Bob Lawrence, an Army ROTC cadet at the time, witnessed the riot and said he was shocked that protesters mocked police officers by chanting “Sieg Heil” and giving them the Nazi salute.

“Many of the officers were World War II veterans,” he says. “That was just not something you did. My dad was a World War II veteran, and I thought the protesters were crazy to do that. It caused the police to riot.”

Stephen Cimbala, a bystander who was pursuing a graduate degree in political science in 1967, watched in horror as police beat students with nightsticks. He now looks back on the Dow protest as a political science professor who has written extensively about conflict resolution and de-escalation in relation to international conflicts and nuclear deterrence. He calls the Dow protest a sad lesson learned by university administrators and city police officers.

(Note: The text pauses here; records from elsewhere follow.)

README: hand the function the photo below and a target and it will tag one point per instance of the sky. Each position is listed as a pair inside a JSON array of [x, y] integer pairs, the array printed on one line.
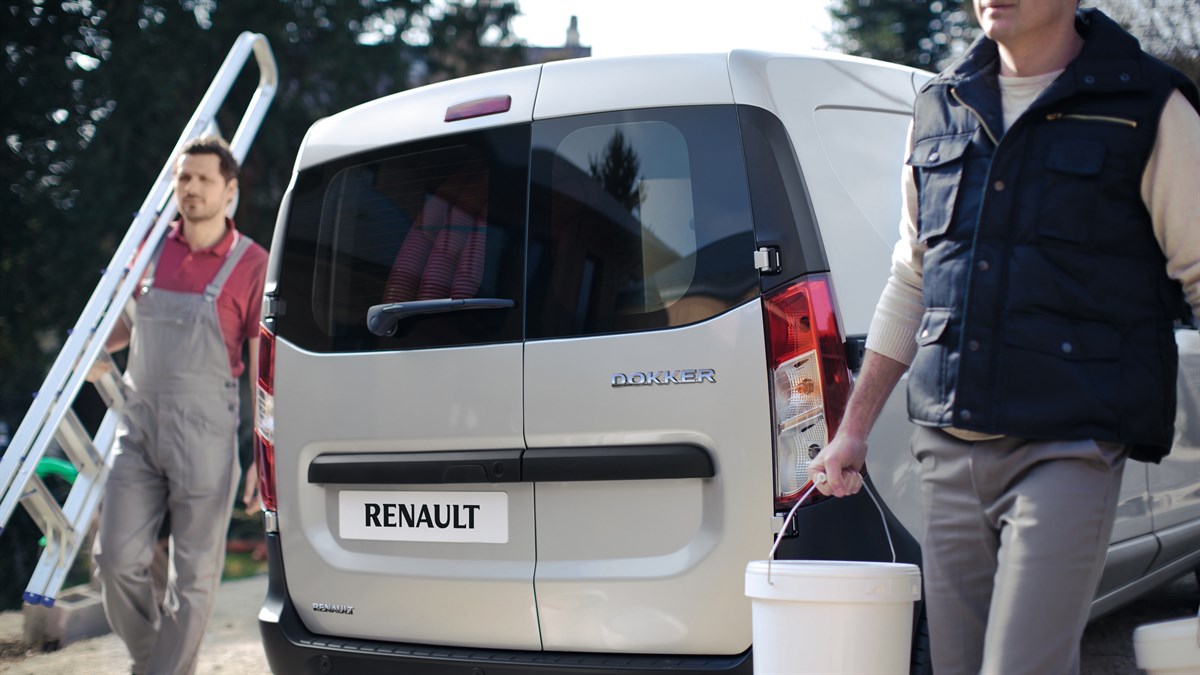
[[618, 28]]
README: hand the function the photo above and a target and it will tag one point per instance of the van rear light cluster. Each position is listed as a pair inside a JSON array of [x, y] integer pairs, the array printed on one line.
[[810, 378], [264, 418]]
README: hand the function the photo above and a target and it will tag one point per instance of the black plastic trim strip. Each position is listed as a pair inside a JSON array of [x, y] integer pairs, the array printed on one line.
[[423, 467], [621, 463], [616, 463], [291, 647]]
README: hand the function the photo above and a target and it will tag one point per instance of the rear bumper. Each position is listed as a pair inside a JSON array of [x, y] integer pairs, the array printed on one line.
[[292, 649]]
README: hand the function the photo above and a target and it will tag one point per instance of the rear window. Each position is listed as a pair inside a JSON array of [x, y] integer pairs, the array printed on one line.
[[639, 220], [432, 220]]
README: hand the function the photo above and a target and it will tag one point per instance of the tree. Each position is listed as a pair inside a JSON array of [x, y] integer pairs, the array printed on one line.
[[1168, 29], [916, 33], [96, 94], [617, 171]]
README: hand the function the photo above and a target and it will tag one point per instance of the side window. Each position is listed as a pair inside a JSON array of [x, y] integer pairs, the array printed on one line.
[[639, 220], [435, 220]]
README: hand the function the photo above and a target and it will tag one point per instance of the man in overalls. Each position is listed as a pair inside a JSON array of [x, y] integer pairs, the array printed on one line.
[[177, 446]]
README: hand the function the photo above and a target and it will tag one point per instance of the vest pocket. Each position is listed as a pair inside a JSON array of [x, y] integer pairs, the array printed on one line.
[[939, 167], [1074, 166], [929, 398], [1060, 377]]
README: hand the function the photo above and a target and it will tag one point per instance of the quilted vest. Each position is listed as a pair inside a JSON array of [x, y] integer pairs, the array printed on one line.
[[1048, 309]]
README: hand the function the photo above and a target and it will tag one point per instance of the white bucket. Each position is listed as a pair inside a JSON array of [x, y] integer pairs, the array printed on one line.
[[832, 616], [1169, 647]]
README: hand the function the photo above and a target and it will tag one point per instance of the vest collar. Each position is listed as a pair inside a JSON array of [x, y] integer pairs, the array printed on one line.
[[1109, 61]]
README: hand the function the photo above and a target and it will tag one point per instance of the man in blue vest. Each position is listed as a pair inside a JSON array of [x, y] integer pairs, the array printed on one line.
[[1049, 239]]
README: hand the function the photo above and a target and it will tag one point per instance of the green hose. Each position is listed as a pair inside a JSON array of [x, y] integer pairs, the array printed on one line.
[[55, 466]]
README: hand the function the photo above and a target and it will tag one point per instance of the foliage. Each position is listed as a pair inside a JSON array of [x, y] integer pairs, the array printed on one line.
[[617, 171], [1168, 29], [96, 94], [916, 33]]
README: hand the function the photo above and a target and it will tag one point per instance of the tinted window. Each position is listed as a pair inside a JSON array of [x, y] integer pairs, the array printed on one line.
[[639, 220], [432, 220]]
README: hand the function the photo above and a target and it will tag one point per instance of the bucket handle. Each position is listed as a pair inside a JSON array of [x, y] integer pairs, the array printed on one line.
[[809, 487], [808, 490]]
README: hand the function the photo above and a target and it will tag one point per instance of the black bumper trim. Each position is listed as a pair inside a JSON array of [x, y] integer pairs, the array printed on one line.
[[291, 649]]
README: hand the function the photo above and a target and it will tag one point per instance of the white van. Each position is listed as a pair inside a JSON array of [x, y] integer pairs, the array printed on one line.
[[546, 353]]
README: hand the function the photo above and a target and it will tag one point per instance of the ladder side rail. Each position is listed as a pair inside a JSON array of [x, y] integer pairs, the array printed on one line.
[[88, 351], [268, 84], [54, 386], [79, 509], [18, 452]]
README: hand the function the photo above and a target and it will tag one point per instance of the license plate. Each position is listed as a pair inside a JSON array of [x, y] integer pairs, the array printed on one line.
[[480, 518]]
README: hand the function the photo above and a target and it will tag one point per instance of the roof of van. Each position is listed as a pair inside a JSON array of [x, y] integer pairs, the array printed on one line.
[[579, 87]]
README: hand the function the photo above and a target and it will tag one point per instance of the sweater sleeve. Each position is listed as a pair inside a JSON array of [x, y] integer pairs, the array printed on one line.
[[901, 304], [1169, 190]]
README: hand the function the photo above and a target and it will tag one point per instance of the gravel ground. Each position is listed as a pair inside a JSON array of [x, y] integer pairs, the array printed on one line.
[[232, 644]]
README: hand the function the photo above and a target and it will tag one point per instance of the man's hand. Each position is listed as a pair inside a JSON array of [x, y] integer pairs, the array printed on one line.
[[841, 463], [250, 495]]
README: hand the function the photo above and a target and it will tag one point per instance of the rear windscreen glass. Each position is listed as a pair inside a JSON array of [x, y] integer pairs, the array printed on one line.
[[442, 219]]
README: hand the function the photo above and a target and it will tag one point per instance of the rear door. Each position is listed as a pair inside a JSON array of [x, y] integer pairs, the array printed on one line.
[[647, 413], [397, 446]]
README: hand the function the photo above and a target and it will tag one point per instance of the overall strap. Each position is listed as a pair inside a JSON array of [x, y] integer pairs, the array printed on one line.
[[240, 245], [148, 278]]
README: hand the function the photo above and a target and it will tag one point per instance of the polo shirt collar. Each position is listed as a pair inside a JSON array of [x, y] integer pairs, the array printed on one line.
[[220, 249]]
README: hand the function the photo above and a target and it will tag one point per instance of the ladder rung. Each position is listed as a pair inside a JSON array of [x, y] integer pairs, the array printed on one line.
[[43, 508], [76, 442], [109, 384]]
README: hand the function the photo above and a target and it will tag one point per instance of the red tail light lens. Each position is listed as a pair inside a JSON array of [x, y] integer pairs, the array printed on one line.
[[810, 380], [264, 419]]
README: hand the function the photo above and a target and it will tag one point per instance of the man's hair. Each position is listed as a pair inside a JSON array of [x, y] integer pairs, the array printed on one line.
[[214, 145]]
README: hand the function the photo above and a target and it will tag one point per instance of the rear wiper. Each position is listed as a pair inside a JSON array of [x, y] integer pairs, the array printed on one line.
[[383, 320]]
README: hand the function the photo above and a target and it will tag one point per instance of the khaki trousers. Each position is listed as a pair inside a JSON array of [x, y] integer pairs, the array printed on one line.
[[1015, 538]]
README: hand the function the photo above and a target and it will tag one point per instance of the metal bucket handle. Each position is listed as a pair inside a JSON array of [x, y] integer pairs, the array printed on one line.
[[808, 490]]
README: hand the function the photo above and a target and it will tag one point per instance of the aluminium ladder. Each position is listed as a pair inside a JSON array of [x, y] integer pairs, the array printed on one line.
[[49, 417]]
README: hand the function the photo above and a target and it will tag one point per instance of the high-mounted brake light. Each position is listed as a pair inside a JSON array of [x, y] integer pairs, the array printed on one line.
[[479, 107], [264, 419], [810, 378]]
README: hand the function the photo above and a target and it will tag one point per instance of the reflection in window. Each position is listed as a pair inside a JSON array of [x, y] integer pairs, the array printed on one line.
[[639, 220], [629, 184]]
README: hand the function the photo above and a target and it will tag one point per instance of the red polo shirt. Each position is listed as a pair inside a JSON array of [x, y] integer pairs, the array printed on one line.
[[240, 302]]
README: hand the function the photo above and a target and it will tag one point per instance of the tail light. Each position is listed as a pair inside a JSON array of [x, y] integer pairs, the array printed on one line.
[[810, 380], [264, 419]]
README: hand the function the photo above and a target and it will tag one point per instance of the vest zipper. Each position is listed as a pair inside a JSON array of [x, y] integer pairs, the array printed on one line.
[[1055, 117], [976, 113]]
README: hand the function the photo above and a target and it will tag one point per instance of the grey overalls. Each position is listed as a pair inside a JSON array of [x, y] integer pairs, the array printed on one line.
[[175, 449]]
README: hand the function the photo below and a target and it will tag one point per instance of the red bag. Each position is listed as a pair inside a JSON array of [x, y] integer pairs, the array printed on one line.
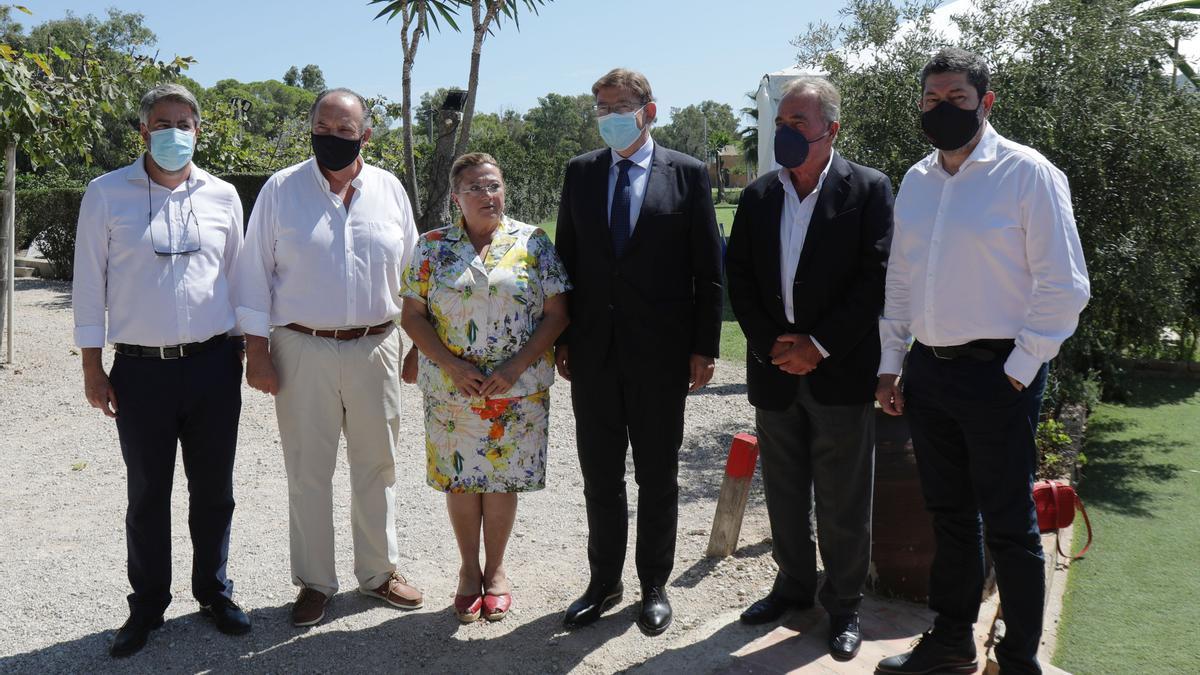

“We now know from research and experience that the first rule of dealing with confrontations between political authority and public dissenters is: Do not make the situation worse,” says Cimbala, who teaches at Penn State University, Brandywine.

Administrators could have turned off the water in the Commerce Building, shut off the electricity, and waited out the demonstrators, he says. Or they could have sent in beer and pizza and held an impromptu political discussion.

Another lesson is that police involved in campus situations should have the specialized training necessary for handling large groups of young people, Cimbala says.

“I am not faulting the Madison police at the time,” he says. “They had never been called to the campus before to deal with this kind of situation.”

In the years following the Dow demonstration, the Madison Police Department dramatically changed its policies related to large protests, says spokesman Joel DeSpain. A team of officers specially trained in crowd management now leads the response, with the goal of keeping officers in “soft gear” and avoiding riot gear. The emphasis is on working proactively with protesters to facilitate a safe demonstration.

One theme throughout the alumni reflections is that, despite the campus upheaval, education continued at UW, though not always in a classroom or from a textbook.

“Sometime after I graduated, my mother said to me, ‘It’s really too bad you had to go to the University of Wisconsin with such turmoil going on,'” recalls Bob Grueneberg, a retired assistant U.S. attorney who credits the protests with helping him develop a keener sense of justice. “I said, ‘Mom, I wouldn’t trade that for the world.’ That was one of the best things that ever happened in my life. I look back on it as a great experience from a political, personal and historical point of view. It was part of my education.”